Swift 009.c
- Category: CART
- Constructor: Swift Engineering
- Designer: David Bruns
- Predecessor: Swift 008.a
- Successor: Swift 010.c

Technical specifications
- Chassis: carbon fiber monocoque
- Engine: Ford-XD 2,650 cc (161.7 cu in) V8 Turbo
- Weight: 1,500 lb (680.4 kg)
- Fuel: Methanol
- Tyres: Goodyear Eagle Firestone Firehawk

Competition history
- Notable entrants: Newman-Haas Racing Della Penna Motorsports
- Notable drivers: Michael Andretti Christian Fittipaldi Roberto Moreno Richie Hearn
- Debut: 1998 Marlboro Grand Prix of Miami
- First win: 1998 Marlboro Grand Prix of Miami
- Last win: 1998 Marlboro Grand Prix of Miami
- Last event: 1998 Marlboro 500 Presented by Toyota
| Races | Wins | Podiums |
| 19 | 1 | 7 |
| Poles | F/Laps | Titles |
| 1 | 0 | 0 |
- Constructors' Championships: 2nd
- Drivers' Championships: 7th

= Swift 009.c =

The Swift 009.c was the second CART chassis designed and built by Swift Engineering.
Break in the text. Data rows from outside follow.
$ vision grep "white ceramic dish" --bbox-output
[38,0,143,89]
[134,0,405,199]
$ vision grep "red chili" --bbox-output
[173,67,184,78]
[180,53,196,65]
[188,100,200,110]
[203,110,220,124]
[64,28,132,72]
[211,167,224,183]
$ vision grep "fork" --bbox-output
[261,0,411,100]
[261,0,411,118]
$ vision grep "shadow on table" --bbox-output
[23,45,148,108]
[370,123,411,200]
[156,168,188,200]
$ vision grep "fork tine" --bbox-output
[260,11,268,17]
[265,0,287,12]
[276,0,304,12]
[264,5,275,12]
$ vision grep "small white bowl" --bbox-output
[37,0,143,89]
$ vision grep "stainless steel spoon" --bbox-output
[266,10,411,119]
Newman-Haas Racing and Della Penna Motorsports entered the chassis during the 1998 CART season.

==History==
After a successful campaign in 1997, in which the Swift 007.i, won the season opener, successor for the car was designed for 1998. The car was designed by David Bruns in cooperation with Haas CNC. Swift Engineering planned to build six chassis each billing around $425,000.
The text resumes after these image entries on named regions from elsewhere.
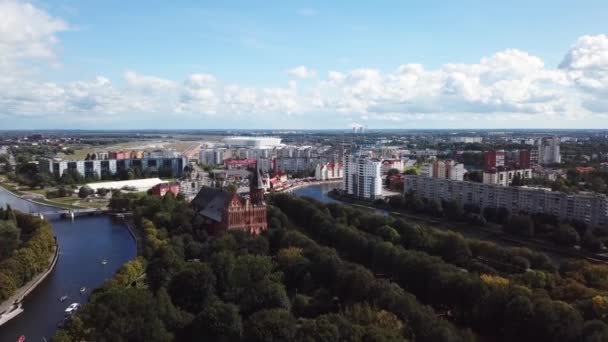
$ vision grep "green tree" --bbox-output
[0,220,21,261]
[183,300,243,342]
[295,317,340,342]
[244,309,296,342]
[169,262,215,314]
[502,215,534,237]
[78,185,95,198]
[551,224,581,246]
The Swift 009.c made a stunning debut with Michael Andretti winning the season opener and Christian Fittipaldi finishing fourth. All four entered Swift chassis finished the race. The American built chassis proved to be fast when Andretti also noted the fastest time in the Goodyear tire test at Gateway International Raceway. Andretti finished second in the race at the St. Louis circuit. The best result for Fittipaldi were two third places at Road America and Surfers Paradise. The Brazilian had a heavy crash in opening practice at the Milwaukee Mile. Fittipaldi was knocked unconscious but had no serious injuries despite his chassis being split in half. For the race Fittipaldi was replaced by Team Penske test driver Roberto Moreno.

A third Swift 009.c chassis was entered by Della Penna Motorsports for Richie Hearn. Hearn's best result was a fifth-place finish at Michigan International Speedway. Hearn beat both Newman-Haas Racing entries.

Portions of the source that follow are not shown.